Classic Lineup Trading Cards: King Crimson

It seems that whenever I long to do something involving visual art here on my little corner of the internet, I always come back to trading cards. I’m not the most gifted in the art department, so doing something where I mix the use of photography with graphic design is something that I am far more comfortable with than drawing. So in the card department, I previously whipped together ones of memorable sibling combinations in bands, then did a post where I paid simultaneous tribute to jazz and baseball.

What brought about my latest idea for music-themed trading cards? This time around, I wasn’t inspired by sports.

In recent weeks, I picked up a handful of Impel Marvel Comics trading cards from the early-’90s. I’d seen a number of them being shared by an Instagram account I follow (Where’s My Stuff Mom?), and was pleased to see that many were available on one of my go-to online trading card retailers ( With collective, world-saving forces like the Avengers and the Fantastic Four bringing together beings with extraordinary abilities, I thought of parallels to this that exist in the music world. Different superheroes came and went from the lineups of each of those teams (such as when She-Hulk bounced between both teams), much like musicians change in any particular band. Nonetheless, there are certain incarnations that bands have that seem to have a certain magic about them that puts them at the peak of their creative abilities. With those from these and other superhero teams captured on tiny pieces of cardboard, why not do the same with some of those great lineups in music?

Picking what is ultimately the best lineup of any band is heavily up for debate, and I don’t expect you to agree with my choices. My goal of this is to simultaneously share my favourite incarnations (or, as Deep Purple would refer to them as, Marks) of various groups from my music collection, attempt to be loyal to the visual design standards that card manufacturers were utilizing at the time these bands existed, and to use the cards as something of a jumping off point to touch on some band history while I’m at it.

With that, I have decided for my first “classic lineup” trading cards to use one of those bands that had more roster changes than Hilary Banks had outfits, King Crimson.
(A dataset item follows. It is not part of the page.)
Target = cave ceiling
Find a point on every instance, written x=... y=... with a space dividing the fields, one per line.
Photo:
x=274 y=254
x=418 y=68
How do I begin to pick a favourite (or, in my eyes, the classic) King Crimson lineup? There’s not exactly a time in which the band had a glaringly weak or mediocre assembly of talent. At least to me, anyway, considering they’ve long been one of my favourite bands. The temptation exists to go with the musicians from the period in which I discovered them. The exact year I got into Crimson is a bit fuzzy, but my first album isn’t a typical one at all, Beat. I grabbed a copy somewhere in the mid-’00s at Star Records in Oshawa, not having heard a single track prior to purchase. I’m not even sure if I had seen the YouTube video of their performance of “Elephant Talk” from the sketch comedy show Fridays, a clip that taught me how freaking cool the Chapman Stick was as a musical instrument. While on Beat (and as I discovered to greater effect on Discipline later on) I found what remains one of my favourite guitar duos in Robert Fripp and Adrian Belew, ‘80s Crimson is not what I consider to be their top lineup.

If you were to twist my arm for a ranking of their entire discography, I’d place two of the Robert Fripp-John Wetton-Bill Bruford-David Cross era albums in my top three (one of which, Red, only features Cross on the track “Providence”), so it is natural that I hold that lineup as my favourite. Like all versions of King Crimson prior, it was not particularly long-lasting, but it did prove to be the most stable version of the band at that stage in their existence. There is also plenty that those four musicians in union brought to help lay the groundwork for the future of how King Crimson operated, namely in that their strengthening improvisations would be both vital in the generation of future compositions and an element making them a live act well worth the price of admission. Their show at Massey Hall in Toronto on June 24, 1974 is one of those shows that make me wish time travel was a possibility.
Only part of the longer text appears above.